The books are beautifully presented with an attractive layout, quilt block chapter heads, and every page or two includes glossy color photographs of  barns and quilt blocks. They are not comprehensive picture books; it would be impossible to show every Barn Quilt. What Suzi does is capture the human side of the movement, the women and men, and sharing their stories. Most come from generations of farmers. Often a Barn Quilt saved an old family barn from loss, inspiring its preservation. But the movement also inspired towns to create quilt blocks for family businesses and shops.


The Barn Quilt movement's speaks to America's nostalgia for simplier times, the pride, independence,  hard work and satisfaction of the family farms of our grear-grandparents.

Tourists now pick up Quilt Trail brochures and seek out Barn Quilts down dusty lanes and two lane roads, driving past fancy modern farms and the farms of  Plain people, searching for an America few of us today know.

The movement has peaked and Suzi does not plan a third book on the subject.
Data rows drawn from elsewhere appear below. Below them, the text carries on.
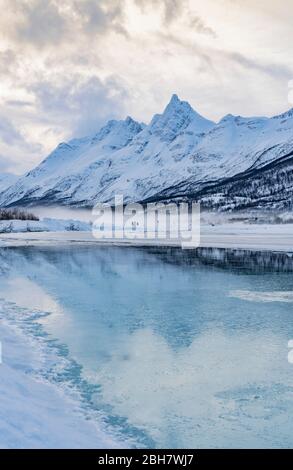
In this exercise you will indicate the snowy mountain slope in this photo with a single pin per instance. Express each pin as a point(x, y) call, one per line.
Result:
point(178, 153)
point(6, 180)
point(268, 187)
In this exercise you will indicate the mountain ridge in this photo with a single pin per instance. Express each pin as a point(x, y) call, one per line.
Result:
point(179, 148)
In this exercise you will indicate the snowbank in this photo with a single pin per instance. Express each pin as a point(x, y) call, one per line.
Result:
point(44, 225)
point(35, 413)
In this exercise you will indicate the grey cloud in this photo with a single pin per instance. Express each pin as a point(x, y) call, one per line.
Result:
point(199, 26)
point(81, 106)
point(98, 16)
point(40, 22)
point(172, 8)
point(8, 134)
point(276, 70)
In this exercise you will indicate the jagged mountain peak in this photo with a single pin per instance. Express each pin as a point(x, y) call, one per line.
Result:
point(177, 117)
point(178, 147)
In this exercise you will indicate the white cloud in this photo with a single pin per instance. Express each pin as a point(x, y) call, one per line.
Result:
point(66, 67)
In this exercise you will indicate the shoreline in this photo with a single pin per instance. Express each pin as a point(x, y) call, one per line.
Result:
point(27, 391)
point(261, 237)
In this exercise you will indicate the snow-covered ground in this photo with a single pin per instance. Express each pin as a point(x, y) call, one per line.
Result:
point(237, 235)
point(43, 225)
point(35, 413)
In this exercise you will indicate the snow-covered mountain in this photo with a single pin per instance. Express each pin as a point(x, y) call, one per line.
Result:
point(6, 180)
point(180, 154)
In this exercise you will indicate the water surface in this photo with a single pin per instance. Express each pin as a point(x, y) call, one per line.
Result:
point(176, 349)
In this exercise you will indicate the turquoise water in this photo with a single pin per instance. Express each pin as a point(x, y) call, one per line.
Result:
point(175, 349)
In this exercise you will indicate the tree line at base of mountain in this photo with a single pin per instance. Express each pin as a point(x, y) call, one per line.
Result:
point(17, 214)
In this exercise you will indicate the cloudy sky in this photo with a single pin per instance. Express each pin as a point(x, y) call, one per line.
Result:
point(68, 66)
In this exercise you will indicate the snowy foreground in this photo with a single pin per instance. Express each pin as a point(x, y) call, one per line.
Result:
point(34, 413)
point(237, 235)
point(44, 225)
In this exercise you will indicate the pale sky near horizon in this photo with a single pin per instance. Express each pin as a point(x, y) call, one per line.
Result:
point(68, 66)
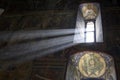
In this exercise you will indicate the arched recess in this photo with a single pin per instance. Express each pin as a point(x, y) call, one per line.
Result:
point(90, 65)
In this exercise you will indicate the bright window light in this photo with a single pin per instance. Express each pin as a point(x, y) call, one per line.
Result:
point(90, 26)
point(89, 36)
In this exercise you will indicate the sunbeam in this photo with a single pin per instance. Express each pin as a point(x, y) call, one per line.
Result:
point(36, 54)
point(25, 35)
point(22, 49)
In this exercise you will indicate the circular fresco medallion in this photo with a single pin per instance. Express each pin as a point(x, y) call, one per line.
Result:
point(91, 64)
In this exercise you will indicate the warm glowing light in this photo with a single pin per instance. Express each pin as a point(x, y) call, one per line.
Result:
point(90, 37)
point(90, 26)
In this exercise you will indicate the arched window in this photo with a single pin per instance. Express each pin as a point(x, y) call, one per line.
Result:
point(88, 24)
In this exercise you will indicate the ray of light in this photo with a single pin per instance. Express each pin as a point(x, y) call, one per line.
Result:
point(25, 35)
point(37, 54)
point(22, 49)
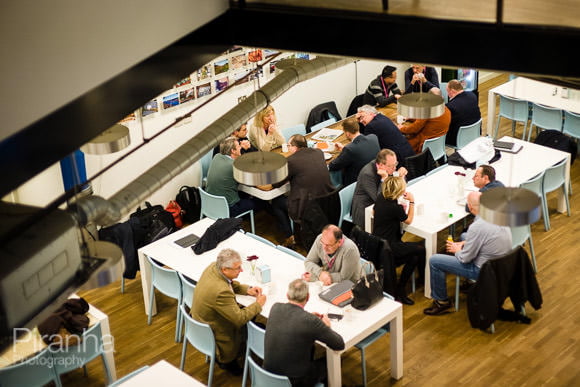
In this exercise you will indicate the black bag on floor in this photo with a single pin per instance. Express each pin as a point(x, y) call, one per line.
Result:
point(154, 223)
point(189, 200)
This spring my quilt guild hosted Suzi for a lecture and a workshop. A former teacher, Suzi has a wonderful presence, articulate and personable, with a great sense of humor. Her worskshop was well organized and we had a marvelous time making our own mini-Barn Quilt.

Following the example of so many I chose an heirloom quilt to reproduce: Gary's great-grandmother's Single Wedding Ring quilt in Turkey red and white, made about 100 years ago.

My Barn Quilt, Single Wedding Ring block
We suburbanites mount our blocks in yards and on houses. Just a few blocks away is a Mid-century ranch house with two 'barn quilts' already!

I received free books from Ohio University Press in exchage for a fair and unbiased review.